NCE’s special report on ICE London region’s construction market with a celebration of the 2010 ICE London awards
More from: ICE London Regional Focus: An introduction
Chair of ICE London and technical director at Jacobs.
The next few pages celebrate civil engineering innovation in London and reflect on the often sobering realities that those working in industry have faced over the last year.
Just a glance at the winners of this year’s ICE London Civil Engineering Awards reveals that London’s engineers have a lot to be proud of. Their skills and professionalism enhance sustainability, quality of life and prosperity in the capital against a backdrop of climate change pressures and population growth.
Raising the profile of the profession and its contribution to London’s continued prosperity is a key aim of ICE London. We engage with local schools, London’s government and the Mayor’s office, and work closely with business groups such as the London Chamber of Commerce & Industry, with whom we recently launched a joint report on engineers’ contribution to London’s economy.
My experience over a challenging 12 months has made me realise how urgent it is for us to change public perceptions of civil engineering and to elevate our status.
We need to think creatively and collaborate with other bodies to influence political change.We must also continue to celebrate innovation in the industry, enthuse young people to join our profession and encourage multidisciplinary collaboration.
Our joint schools project with the BBC, Crossrail and London Transport Museum, and our involvement in the London Festival of Architecture between 19 June and 4 July) do just that.

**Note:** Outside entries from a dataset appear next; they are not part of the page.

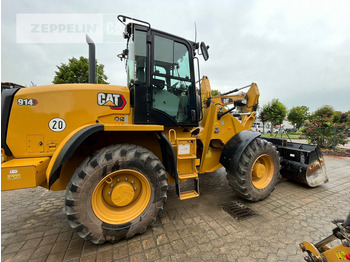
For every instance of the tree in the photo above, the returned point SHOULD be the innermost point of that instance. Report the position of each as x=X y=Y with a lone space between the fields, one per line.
x=77 y=71
x=275 y=112
x=324 y=111
x=297 y=115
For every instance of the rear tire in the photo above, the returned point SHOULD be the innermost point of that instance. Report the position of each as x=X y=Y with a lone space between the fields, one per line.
x=257 y=172
x=116 y=193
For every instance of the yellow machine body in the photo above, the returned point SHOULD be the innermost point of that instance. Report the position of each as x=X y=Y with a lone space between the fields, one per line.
x=78 y=106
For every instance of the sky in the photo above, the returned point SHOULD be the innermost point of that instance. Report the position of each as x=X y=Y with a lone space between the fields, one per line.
x=297 y=51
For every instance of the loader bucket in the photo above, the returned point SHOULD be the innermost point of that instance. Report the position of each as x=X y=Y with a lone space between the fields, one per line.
x=302 y=163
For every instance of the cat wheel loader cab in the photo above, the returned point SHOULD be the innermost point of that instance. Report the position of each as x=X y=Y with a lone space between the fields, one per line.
x=114 y=149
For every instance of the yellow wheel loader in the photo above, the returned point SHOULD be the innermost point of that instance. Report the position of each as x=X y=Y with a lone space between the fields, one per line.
x=323 y=252
x=115 y=149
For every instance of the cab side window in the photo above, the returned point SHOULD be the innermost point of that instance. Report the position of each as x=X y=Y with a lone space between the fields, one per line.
x=171 y=79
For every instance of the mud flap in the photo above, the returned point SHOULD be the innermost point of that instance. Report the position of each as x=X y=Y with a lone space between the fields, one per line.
x=302 y=163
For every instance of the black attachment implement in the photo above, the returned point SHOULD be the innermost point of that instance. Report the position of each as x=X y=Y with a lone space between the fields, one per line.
x=302 y=163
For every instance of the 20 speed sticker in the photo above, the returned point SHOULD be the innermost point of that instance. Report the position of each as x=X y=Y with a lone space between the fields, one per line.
x=57 y=124
x=27 y=102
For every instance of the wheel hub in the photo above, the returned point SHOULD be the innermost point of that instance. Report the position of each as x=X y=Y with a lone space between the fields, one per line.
x=259 y=170
x=122 y=194
x=262 y=171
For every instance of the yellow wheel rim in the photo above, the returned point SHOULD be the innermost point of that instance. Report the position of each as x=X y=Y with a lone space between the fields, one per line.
x=121 y=196
x=262 y=171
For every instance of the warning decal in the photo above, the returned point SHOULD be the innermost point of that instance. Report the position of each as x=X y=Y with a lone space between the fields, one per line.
x=114 y=101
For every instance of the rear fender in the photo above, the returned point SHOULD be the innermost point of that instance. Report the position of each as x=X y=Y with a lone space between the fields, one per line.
x=234 y=148
x=66 y=149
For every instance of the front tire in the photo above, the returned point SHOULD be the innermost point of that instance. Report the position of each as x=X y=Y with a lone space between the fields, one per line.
x=257 y=172
x=116 y=193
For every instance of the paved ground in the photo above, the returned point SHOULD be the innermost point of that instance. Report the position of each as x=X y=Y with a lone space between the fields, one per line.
x=34 y=227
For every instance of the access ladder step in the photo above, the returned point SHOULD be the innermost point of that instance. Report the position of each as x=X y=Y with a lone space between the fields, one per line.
x=188 y=194
x=188 y=176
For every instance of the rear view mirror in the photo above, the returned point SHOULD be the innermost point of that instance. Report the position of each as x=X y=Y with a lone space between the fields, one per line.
x=240 y=102
x=204 y=50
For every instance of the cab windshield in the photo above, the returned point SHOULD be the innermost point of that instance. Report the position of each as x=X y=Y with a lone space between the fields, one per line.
x=136 y=63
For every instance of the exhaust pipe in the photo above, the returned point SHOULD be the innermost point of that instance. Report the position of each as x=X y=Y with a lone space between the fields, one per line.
x=92 y=59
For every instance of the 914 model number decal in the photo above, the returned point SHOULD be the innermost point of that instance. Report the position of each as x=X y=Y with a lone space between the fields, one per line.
x=27 y=102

Chair ICE London Graduates & Students and associate at educational company Think Up.
Last week I was lucky enough to accompany ICE President Paul Jowitt on his tour of London. The day reaffirmed my belief that London is a great place to be a young engineer.
We toured the Olympic Park at which construction work is about to peak, and later in the day visited a project linked to Crossrail, the next massive infrastructure project on our horizon.
These are exciting times for London’s graduate and student engineers, whose numbers make up over half of the region’s membership. As engineers, our training equips us with a great range of skills, making us eminently adaptable.
The ICE London’s Graduates and Students Committee works to help its members make the most of the opportunities that this city gives them, and in the context of an economic downturn, to equip them with the skills that they will need to adapt.
My own story is one of adaptation. This year I have moved on from being involved in the design of buildings to designing educational programmes that inspire children and teenagers to take up a career in construction - the engineer’s technical and communication skills put to a different use.
It is little surprise then that I was thrilled to have the chance to meet a group of children who had taken part in Transitions, our schools collaboration project. After showing off his introductory piece to camera, one kid said to me: “This has been the best day of my life.” As we struggle out of economic recession, what better sign of green shoots can there be?